Movie Review

Going in Style

Meet three guys with an outrageous plan to beat the system...
Going in Style Movie Poster

US Release Date: 12-25-1979

Directed by: Martin Brest


  • George Burns
  • Joe
  • Art Carney
  • Al
  • Lee Strasberg
  • Willie
  • Charles Hallahan
  • Pete
  • Pamela Payton-Wright
  • Kathy
  • Siobhan Keegan
  • Colleen
  • Brian Neville
  • Kevin
  • Constantine Hartofolis
  • Boy in Park
  • Mary Testa
  • Teller
  • Jean Shevlin
  • Mrs. Fein
  • James Manis
  • Hot Dog Vendor
  • Tito Goya
  • Gypsy Cab Driver
  • William Pabst
  • Bank Guard
  • Christopher Wynkoop
  • Bank Manager
Reviewed on: June 13th, 2016
George Burns, Art Carney, and Lee Strasberg in Going in Style.

George Burns, Art Carney, and Lee Strasberg in Going in Style.

Although I believe that great movies can appeal to audiences of all ages, some of them are better appreciated at certain stages of life. Even though I'm still several decades younger than the characters in this film, I am old enough now to appreciate it in ways that I was unable to when I first saw it all those years ago when I was just a kid. The humorous moments are still as funny as they were when I first saw it, but now it was the heartfelt, dramatic moments that really affected me.

The film tells the story of Joe (Burns), Al(Carney), and Willie(Strasberg), three retired men, in the twilight of their lives, who all share an apartment in Astoria, Queens. They spend most of their day on a park bench watching the world go by and subsisting on their Social Security checks. One day Joe gets the idea of robbing a bank. In part, it's to provide them with some cash, but mostly it's to add some excitement to their fading days. Even just the planning of the heist is enough to lift their spirits and provides some of the film's lighter moments.
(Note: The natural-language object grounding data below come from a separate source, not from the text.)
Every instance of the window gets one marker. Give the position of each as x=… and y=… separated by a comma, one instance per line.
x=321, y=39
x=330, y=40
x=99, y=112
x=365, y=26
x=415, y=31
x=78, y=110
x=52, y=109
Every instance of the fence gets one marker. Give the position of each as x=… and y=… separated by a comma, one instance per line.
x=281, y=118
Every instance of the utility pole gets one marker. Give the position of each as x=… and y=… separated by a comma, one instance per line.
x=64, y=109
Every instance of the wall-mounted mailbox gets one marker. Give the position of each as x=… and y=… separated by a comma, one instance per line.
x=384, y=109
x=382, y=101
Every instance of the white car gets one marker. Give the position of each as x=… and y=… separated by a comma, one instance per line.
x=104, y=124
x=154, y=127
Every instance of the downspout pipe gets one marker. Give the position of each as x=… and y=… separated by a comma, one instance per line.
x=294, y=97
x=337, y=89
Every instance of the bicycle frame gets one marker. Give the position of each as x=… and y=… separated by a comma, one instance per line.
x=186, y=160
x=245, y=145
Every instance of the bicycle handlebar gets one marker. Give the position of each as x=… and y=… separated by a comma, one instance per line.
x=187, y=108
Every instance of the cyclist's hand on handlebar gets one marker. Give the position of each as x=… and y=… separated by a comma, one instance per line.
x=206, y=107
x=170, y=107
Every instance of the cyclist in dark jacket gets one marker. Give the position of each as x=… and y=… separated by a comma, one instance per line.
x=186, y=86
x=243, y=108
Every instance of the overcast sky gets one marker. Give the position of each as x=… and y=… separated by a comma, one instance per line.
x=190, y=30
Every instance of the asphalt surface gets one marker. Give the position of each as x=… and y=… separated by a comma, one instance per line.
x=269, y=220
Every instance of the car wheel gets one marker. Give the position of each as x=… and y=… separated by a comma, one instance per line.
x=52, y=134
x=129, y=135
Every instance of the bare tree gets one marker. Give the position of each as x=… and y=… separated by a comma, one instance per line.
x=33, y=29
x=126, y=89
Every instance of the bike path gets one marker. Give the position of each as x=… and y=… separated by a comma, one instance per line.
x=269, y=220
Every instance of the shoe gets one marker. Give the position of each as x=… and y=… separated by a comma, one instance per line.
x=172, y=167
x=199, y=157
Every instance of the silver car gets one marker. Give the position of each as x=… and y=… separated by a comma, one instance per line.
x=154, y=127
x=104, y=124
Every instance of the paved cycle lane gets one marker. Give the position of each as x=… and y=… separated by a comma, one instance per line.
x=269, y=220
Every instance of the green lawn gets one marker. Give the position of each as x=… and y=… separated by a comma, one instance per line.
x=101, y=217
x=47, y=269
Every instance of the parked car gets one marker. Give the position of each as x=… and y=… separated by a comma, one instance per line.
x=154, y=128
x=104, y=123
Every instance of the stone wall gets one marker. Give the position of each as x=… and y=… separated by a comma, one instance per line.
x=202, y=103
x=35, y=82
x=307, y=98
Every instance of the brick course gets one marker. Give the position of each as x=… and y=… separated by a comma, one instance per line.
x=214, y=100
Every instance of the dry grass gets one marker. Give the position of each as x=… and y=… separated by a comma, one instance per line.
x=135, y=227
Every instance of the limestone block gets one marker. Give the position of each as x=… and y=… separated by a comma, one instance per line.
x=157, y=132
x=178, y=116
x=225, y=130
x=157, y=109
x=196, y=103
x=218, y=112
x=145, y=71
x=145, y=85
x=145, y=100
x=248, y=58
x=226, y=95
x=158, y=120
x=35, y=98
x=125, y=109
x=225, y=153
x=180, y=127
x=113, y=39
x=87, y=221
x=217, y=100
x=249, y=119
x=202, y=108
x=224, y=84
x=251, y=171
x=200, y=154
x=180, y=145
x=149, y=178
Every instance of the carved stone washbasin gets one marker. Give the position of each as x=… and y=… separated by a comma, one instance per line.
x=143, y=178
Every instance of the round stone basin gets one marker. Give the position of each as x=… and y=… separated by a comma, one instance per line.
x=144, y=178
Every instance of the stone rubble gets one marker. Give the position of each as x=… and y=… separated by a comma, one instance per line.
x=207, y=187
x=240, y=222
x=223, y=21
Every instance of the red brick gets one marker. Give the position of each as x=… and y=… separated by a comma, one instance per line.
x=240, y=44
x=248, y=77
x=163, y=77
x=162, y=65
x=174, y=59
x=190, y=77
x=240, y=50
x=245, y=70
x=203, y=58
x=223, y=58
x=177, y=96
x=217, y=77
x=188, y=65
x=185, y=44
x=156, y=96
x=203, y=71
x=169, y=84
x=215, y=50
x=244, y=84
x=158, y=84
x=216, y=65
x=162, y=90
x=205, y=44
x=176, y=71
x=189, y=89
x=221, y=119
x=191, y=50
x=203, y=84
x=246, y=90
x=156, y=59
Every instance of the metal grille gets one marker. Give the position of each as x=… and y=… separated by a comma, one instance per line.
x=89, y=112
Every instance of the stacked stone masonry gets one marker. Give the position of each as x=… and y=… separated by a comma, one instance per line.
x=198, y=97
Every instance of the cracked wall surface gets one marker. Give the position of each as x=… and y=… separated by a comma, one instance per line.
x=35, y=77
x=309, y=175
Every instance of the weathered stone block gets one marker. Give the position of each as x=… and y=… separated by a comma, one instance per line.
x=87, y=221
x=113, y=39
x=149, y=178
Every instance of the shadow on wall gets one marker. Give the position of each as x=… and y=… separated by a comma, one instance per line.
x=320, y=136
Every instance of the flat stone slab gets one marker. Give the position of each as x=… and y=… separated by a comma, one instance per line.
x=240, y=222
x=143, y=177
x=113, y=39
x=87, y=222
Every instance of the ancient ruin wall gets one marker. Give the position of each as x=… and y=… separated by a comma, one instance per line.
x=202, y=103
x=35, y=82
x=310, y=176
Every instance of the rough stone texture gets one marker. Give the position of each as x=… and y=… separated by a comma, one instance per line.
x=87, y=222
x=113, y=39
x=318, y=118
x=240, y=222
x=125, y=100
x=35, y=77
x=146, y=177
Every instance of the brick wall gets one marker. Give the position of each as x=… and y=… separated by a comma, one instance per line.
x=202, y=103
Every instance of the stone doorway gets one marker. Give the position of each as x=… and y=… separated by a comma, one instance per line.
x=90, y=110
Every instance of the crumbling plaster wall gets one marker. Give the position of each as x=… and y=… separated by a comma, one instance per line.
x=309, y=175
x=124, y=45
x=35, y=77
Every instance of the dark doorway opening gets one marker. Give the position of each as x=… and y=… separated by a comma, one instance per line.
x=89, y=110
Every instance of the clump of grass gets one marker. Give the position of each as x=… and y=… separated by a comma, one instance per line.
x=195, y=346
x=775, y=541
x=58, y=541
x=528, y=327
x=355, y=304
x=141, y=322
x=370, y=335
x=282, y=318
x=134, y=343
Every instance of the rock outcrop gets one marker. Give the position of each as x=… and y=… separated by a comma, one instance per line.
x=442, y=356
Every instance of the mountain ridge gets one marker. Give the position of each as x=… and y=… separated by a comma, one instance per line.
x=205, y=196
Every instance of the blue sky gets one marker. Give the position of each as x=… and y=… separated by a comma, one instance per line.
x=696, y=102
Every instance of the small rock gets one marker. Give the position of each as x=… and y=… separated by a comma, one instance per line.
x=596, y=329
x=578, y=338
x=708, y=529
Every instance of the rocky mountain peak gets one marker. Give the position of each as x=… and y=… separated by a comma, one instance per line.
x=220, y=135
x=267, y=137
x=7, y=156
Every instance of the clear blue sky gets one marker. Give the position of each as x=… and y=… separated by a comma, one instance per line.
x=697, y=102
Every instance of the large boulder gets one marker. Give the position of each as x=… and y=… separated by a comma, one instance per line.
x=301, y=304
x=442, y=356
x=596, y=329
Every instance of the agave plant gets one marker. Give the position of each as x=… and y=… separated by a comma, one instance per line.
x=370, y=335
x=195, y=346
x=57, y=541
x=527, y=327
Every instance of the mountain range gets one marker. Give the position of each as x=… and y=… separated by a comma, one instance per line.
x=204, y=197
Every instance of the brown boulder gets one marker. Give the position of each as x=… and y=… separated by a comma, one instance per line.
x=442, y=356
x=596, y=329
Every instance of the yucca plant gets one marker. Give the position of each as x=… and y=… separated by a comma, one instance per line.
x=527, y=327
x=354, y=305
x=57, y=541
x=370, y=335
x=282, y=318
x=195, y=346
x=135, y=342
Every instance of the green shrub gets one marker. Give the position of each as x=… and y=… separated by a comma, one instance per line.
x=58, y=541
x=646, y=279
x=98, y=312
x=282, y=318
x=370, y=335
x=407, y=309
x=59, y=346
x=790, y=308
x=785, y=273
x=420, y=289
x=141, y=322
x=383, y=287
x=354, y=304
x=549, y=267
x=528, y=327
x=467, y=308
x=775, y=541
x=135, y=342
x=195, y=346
Following the robbery itself however, things start to take a more dramatic turn.

George Burns was in the midst of his late career renaissance when he made this movie, following the success of The Sunshine Boys (for which he won the Best Supporting Actor Oscar) and the surprise box office hit that was Oh, God!. Although famous for his comedy, he delivers a surprisingly dramatic turn here. He has a particularly touching scene where he cries over a photo of his dead wife, which is made even more poignant by being an actual photo of a young Gracie Allen. He's the leader of the trio of robbers and the heart of the film.

Lee Strasberg and Art Carney are in the supporting parts, but they each do a good job. Strasberg has a dramatic scene where he expresses regret over his past, while Carney's role is a much lighter one. Although all three of the actors are playing close to the same age, in reality there was over 20 years between Burns and Carney, but it's not overly noticeable apart from the little extra energy Carney exhibits.

Although it was marketed as a comedy, as evidenced by the trailer which is still available on YouTube, and that's how I remembered it, it's really much more than that. It has a deeper meaning behind the laughs. It's about three guys near the end of their life who decide to take action instead of drifting into a passive grave. Both Burns and Carney were known more for their comedy than their dramatic acting chops, but they both deliver very solid and moving performances here. Although I shouldn't over emphasize the drama. There's plenty of it, but it's mixed with humor and packaged in a taut 90 minutes.

With a remake due out next year, now's a good time to revisit the original. The cast of the new version, which is comprised of Morgan Freeman, Michael Caine, and Alan Arkin, shows promise, but it will have to go a long way to surpass the original.